1

I am trying to parse out several dynamic strings via Grok/Regex that exist in log messages between (). For example (SenderPartyName below):

2021/05/23 16:01:26.094 High Messaging.Message.Delivered Id(ci1653336085475.12327434@test_te) MessageId(EPIUM#1130754#84601671) SenderPartyName(Mcdonalds (CFH) Restaurant Glen) ReceiverPartyName(TEST_HERE_AGAIN) SenderRoutingId(08Mdsfkm853)

I would want to parse each key-value out from the string that follow the () format. Here is my grok pattern so far. I've been testing with https://grokdebug.herokuapp.com/

%{DATESTAMP:ts} %{WORD:loglevel} %{DATA:reason}\s ?(Id\(%{DATA:id}\))? ?(MessageId\(%{DATA:originalmessageid}\))? ?(SenderPartyName\((?<senderpartyname>.+?\).+?)\))? ?(ReceiverPartyName\(%{DATA:receiverpartyname}\))? ?(SenderRoutingId\(%{DATA:senderroutingid}\))?

This works when there are () within the nested string like this: Mcdonalds (CFH) Restaurant Glen

...but it is dynamic and could appear without () like such: Mcdonalds Restaurant Glen

Trying to build regex to account for both scenarios with this portion of the grok pattern:

?(SenderPartyName\((?<senderpartyname>.+?\).+?)\))?

Currently this parses the non-parenthesis case like this though:

  "senderpartyname": "Mcdonalds Restaurant Glen) ReceiverPartyName(TEST_HERE_AGAIN"

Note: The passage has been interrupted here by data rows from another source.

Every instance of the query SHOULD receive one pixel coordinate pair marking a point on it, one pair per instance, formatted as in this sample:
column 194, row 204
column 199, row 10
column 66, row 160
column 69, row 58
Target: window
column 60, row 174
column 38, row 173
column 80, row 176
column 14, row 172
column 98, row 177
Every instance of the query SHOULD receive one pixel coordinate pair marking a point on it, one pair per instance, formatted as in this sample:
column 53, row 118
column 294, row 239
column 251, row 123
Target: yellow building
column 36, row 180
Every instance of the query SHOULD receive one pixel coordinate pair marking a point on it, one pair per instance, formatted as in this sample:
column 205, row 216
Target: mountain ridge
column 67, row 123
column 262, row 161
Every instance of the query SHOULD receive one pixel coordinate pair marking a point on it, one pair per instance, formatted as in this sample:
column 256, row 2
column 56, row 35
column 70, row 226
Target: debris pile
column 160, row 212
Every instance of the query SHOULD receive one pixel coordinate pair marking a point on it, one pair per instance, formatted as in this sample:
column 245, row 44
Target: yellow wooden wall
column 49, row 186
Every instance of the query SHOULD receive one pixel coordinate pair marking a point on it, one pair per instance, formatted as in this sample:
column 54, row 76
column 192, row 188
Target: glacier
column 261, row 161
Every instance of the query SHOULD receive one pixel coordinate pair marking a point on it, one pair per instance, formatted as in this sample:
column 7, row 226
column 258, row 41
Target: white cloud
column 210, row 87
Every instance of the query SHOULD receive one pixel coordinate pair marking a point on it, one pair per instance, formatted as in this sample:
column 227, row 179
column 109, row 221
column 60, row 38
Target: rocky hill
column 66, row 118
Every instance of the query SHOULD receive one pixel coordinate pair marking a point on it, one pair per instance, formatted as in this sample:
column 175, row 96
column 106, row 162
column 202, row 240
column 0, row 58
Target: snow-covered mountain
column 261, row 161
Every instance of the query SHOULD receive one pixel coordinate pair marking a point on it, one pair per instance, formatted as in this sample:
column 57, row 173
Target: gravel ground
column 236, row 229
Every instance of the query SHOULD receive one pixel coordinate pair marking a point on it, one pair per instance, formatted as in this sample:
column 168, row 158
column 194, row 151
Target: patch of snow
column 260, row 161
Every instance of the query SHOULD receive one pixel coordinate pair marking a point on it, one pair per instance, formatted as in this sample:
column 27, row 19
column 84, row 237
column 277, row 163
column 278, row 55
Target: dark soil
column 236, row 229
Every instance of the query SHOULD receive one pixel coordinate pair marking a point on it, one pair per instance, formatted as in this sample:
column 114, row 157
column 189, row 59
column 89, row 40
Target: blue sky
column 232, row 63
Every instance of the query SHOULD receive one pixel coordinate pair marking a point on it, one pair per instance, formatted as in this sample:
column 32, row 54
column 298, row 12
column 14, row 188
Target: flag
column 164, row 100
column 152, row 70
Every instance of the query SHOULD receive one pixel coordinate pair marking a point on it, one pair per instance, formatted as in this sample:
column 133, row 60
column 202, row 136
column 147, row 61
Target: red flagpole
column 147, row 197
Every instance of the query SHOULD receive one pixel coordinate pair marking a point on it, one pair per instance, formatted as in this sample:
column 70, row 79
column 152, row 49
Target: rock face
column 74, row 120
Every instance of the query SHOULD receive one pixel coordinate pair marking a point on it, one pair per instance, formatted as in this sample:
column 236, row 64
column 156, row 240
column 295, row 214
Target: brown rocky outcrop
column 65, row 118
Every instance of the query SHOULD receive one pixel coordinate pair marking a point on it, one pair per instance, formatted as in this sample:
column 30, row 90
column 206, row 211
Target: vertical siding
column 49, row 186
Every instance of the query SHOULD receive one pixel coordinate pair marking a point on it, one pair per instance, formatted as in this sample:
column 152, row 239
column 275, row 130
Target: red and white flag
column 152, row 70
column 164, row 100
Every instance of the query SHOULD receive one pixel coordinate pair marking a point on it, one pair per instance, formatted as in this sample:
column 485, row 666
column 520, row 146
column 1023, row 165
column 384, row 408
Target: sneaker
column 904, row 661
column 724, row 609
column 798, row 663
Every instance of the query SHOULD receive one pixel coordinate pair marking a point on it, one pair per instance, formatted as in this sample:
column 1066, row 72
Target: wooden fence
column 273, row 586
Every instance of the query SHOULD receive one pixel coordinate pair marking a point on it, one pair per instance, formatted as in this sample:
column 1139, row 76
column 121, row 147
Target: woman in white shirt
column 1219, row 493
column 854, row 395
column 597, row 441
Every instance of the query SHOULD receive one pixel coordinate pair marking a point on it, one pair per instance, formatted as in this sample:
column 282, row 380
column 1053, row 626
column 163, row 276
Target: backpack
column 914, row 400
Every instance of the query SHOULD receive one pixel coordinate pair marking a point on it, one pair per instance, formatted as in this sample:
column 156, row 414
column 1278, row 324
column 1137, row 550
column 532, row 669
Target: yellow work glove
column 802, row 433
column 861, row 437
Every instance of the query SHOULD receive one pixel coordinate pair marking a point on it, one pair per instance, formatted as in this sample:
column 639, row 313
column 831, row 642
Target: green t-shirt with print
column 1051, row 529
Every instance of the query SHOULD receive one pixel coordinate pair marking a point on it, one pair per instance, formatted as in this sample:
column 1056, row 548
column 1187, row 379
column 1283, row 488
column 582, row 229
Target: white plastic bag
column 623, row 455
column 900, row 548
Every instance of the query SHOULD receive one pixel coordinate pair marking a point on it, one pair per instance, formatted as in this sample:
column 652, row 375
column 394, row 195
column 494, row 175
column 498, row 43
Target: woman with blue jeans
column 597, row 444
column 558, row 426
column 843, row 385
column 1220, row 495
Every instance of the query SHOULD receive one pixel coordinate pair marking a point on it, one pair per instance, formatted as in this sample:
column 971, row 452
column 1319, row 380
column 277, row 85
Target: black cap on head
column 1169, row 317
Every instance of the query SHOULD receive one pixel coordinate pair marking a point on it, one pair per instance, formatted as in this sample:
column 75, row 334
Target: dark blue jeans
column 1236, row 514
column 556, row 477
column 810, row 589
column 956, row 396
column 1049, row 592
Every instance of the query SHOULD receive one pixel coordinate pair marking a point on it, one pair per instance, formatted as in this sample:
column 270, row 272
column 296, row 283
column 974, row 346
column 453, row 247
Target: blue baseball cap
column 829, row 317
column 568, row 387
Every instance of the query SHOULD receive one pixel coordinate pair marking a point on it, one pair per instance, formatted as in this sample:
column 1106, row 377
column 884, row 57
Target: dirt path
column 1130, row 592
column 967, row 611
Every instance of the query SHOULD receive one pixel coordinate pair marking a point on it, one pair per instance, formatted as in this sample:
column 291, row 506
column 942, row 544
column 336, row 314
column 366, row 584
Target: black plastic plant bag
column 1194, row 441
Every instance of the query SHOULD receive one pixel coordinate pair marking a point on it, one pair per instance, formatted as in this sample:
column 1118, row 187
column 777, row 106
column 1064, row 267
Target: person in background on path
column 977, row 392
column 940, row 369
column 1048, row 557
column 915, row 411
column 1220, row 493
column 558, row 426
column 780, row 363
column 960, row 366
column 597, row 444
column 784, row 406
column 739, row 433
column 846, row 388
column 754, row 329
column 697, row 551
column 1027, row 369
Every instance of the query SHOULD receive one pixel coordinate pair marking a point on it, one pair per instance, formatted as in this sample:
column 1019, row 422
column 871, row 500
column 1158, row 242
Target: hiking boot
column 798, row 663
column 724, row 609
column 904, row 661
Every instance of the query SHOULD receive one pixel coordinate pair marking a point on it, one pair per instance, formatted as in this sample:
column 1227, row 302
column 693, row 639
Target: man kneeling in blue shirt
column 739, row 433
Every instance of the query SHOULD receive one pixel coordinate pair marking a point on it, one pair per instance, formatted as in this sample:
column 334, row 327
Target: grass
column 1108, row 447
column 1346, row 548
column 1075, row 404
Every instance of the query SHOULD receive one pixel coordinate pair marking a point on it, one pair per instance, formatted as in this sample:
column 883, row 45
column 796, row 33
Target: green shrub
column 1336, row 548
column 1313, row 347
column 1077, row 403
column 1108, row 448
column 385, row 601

..where desired state is one of the following depending on the string:

"senderpartyname": "Mcdonalds Restaurant Glen"

or

"senderpartyname": "Mcdonalds (CFH) Restaurant Glen"
nobrac
  • 372
  • 1
  • 6
  • 16
  • Try `%{DATESTAMP:ts}\s+%{WORD:loglevel}\s+%{DATA:reason}(?:\s+Id\(%{DATA:id}\))?(?:\s+MessageId\(%{DATA:originalmessageid}\))?(?:\s+SenderPartyName(?\((?(?:[^()]++|\g)*)\)))?(?:\s+ReceiverPartyName\(%{DATA:receiverpartyname}\))?(?:\s+SenderRoutingId\(%{DATA:senderroutingid}\))?` – Wiktor Stribiżew Jun 01 '22 at 20:15
  • That doesn't seem to work unfortunately (tested in debugger) – nobrac Jun 01 '22 at 20:24
  • Aha, try `%{DATESTAMP:ts}\s+%{WORD:loglevel}\s+%{DATA:reason}\s+Id\(%{DATA:id}\)(?:\s+MessageId\(%{DATA:originalmessageid}\))?(?:\s+SenderPartyName(?\((?:[^()]++|\g)*\)))?(?:\s+ReceiverPartyName\(%{DATA:receiverpartyname}\))?(?:\s+SenderRoutingId\(%{DATA:senderroutingid}\))?` now. It seems to work in the debugger. – Wiktor Stribiżew Jun 01 '22 at 20:36
  • Nice thank you! Is there a way to remove the outer parenthesis from the parsed result? I tried adding some escape characters to the pattern you provided but it seems to error out. @WiktorStribiżew – nobrac Jun 01 '22 at 21:37
  • Oniguruma is bad at this. – Wiktor Stribiżew Jun 01 '22 at 22:06
  • 1
    Can you accept a solution with parentheses in that field? I doubt there is a way to get rid of them with just regex (it is not PCRE unfortunately). – Wiktor Stribiżew Jun 03 '22 at 11:37
  • Yeah its better than getting the string cut off – nobrac Jun 03 '22 at 12:25

1 Answers1

1

You can use

%{DATESTAMP:ts}\s+%{WORD:loglevel}\s+%{DATA:reason}\s+Id\(%{DATA:id}\)(?:\s+MessageId\(%{DATA:originalmessageid}\))?(?:\s+SenderPartyName(?<senderpartyname>\((?:[^()]++|\g<senderpartyname>)*\)))?(?:\s+ReceiverPartyName\(%{DATA:receiverpartyname}\))?(?:\s+SenderRoutingId\(%{DATA:senderroutingid}\))?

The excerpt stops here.